SANDERS v. APPLE INC.
672 F.Supp.2d 978 (2009)
Chandra SANDERS,1 Keith Yonai, and Bonnier Corporation, a Florida corporation, on behalf of themselves and all others similarly situated, Plaintiffs,
APPLE INC., a California Corporation; and Does 1-250, inclusive, Defendants.
Case No. C 08-1713 JF (PVT).
United States District Court, N.D. California, San Jose Division.
January 21, 2009.
Gregory E. Keller, Chitwood Harley Harnes LLP, Atlanta, GA, Darren T. Kaplan, Chitwood Harley Harnes LLP, Great Neck, NY, Alfredo Torrijos, Brian S. Kabateck, Richard L. Kellner, Kabateck Brown Kellner, LLP, Los Angeles, CA, for Plaintiffs.
Luanne R. Sacks, DLA Piper LLP, San Francisco, CA, Mark H. Hamer, David A. Knotts, DLA Piper LLP, San Diego, CA, for Defendants.
ORDER2 GRANTING MOTION TO DISMISS AND TO STRIKE WITH LEAVE TO AMEND
JEREMY FOGEL, District Judge.
Plaintiffs Chandra Sanders ("Sanders"), Keith Yonai ("Yonai"), and Bonnier Corporation ("Bonnier") (collectively, "Plaintiffs") bring this putative class action on behalf of themselves and all persons who purchased a 2007 twenty-inch Aluminum iMac desktop computer designed, manufactured, and sold by Defendant Apple Inc. ("Apple"). Apple moves to dismiss the complaint pursuant to Federal Rules of Civil Procedure 12(b)(1) and 12(b)(6) and to strike all of the purported class claims. The Court has considered the briefing submitted by the parties as well as the oral arguments of counsel presented at the hearing on November 14, 2008. For the reasons set forth below, the motion will be granted, with leave to amend.I. BACKGROUND
Apple is a leading manufacturer of personal computers and consumer electronics. One of Apple's most successful products is a personal desktop computer known as the iMac. Since its introduction in 1998, the iMac has undergone numerous revisions and updates. The most recent version of the iMac ("Aluminum iMac") was released in August 2007. Aluminum iMacs are available with a twenty-inch active-matrix liquid crystal display ("20-inch Aluminum iMac") or a twenty-four-inch active-matrix liquid crystal display ("24-inch Aluminum iMac").
The 20-inch Aluminum iMac and the 24inch Aluminum iMac utilize different technologies to display digital images. All digital images consist of pixels, the smallest components of a digitalized picture. Each pixel is comprised of three "channels," which correspond to the three main colors used to display digital images: red, blue, and green. Every channel contains a certain number of "bits"—the smallest measure of digital information. A bit can take the value of either zero or one, or "on" or "off." The particular combination of "on" and "off" bits in each channel results in the desired color of that pixel.
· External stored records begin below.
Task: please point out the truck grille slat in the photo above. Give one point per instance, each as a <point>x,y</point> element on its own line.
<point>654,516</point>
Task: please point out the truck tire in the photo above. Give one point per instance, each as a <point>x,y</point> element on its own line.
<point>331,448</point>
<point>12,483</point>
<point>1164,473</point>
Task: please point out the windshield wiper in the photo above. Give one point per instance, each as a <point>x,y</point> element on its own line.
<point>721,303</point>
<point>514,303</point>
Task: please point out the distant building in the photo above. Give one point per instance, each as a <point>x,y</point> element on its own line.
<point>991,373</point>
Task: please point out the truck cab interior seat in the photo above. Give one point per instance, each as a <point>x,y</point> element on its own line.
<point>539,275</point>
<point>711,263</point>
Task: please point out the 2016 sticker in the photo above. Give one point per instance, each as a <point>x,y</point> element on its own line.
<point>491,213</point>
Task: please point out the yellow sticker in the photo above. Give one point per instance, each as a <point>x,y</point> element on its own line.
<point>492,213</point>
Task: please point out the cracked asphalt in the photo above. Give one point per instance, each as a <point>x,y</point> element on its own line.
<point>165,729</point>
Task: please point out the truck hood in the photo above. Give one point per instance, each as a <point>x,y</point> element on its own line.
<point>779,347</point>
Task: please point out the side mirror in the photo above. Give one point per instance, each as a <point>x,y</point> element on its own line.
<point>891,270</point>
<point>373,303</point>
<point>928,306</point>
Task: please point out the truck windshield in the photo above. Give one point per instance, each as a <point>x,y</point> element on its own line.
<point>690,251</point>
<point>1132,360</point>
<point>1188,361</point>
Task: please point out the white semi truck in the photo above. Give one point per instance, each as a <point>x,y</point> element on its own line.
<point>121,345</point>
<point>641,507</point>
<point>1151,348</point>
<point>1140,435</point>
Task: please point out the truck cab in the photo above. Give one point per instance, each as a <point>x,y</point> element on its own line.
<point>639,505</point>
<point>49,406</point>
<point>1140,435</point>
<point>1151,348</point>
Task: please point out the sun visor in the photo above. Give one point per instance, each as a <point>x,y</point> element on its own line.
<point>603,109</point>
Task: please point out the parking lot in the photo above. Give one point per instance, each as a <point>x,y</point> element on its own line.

The number of bits in each pixel determines the total number of colors a computer monitor is capable of displaying.
The 24-inch Aluminum iMac utilizes an "eight-bit" monitor, capable of displaying 16,777,216 colors.3 The previous generation of 20-inch iMacs, which the Aluminum iMacs replaced, also used an "eight-bit" monitor. However, the new 20-inch Aluminum iMac uses a "six-bit" monitor that is able to display only 262,144 colors.4 To create the same effect as the "eight-bit" monitor, the "six-bit" monitor uses color simulation processes known as "dithering," and "frame rate control" ("FRC"), which causes the brain to perceive a particular color shade by perceiving many nearly identical shades. Compl. ¶ 21. Specifically, dithering uses a combination of adjacent pixels to produce the desired shade.
Through the FRC process, a single pixel displays alternating shades of color that are almost identical to the desired shade. When run at a high speed, these processes give the illusion of the desired color shade. Plaintiffs allege that the "emulation of true colors" through dithering can cause the appearance of transverse stripes in smooth color gradients and can result in flickering on particular images. Compl. 1122. They also assert that the 20-inch Aluminum iMacs have a narrower viewing angle, less color depth and accuracy, and are more susceptible to washout across the screen. Plaintiffs contend that these flaws are "particularly crippling" when displays that use this technology are used for image and video editing. Compl. ¶ 22.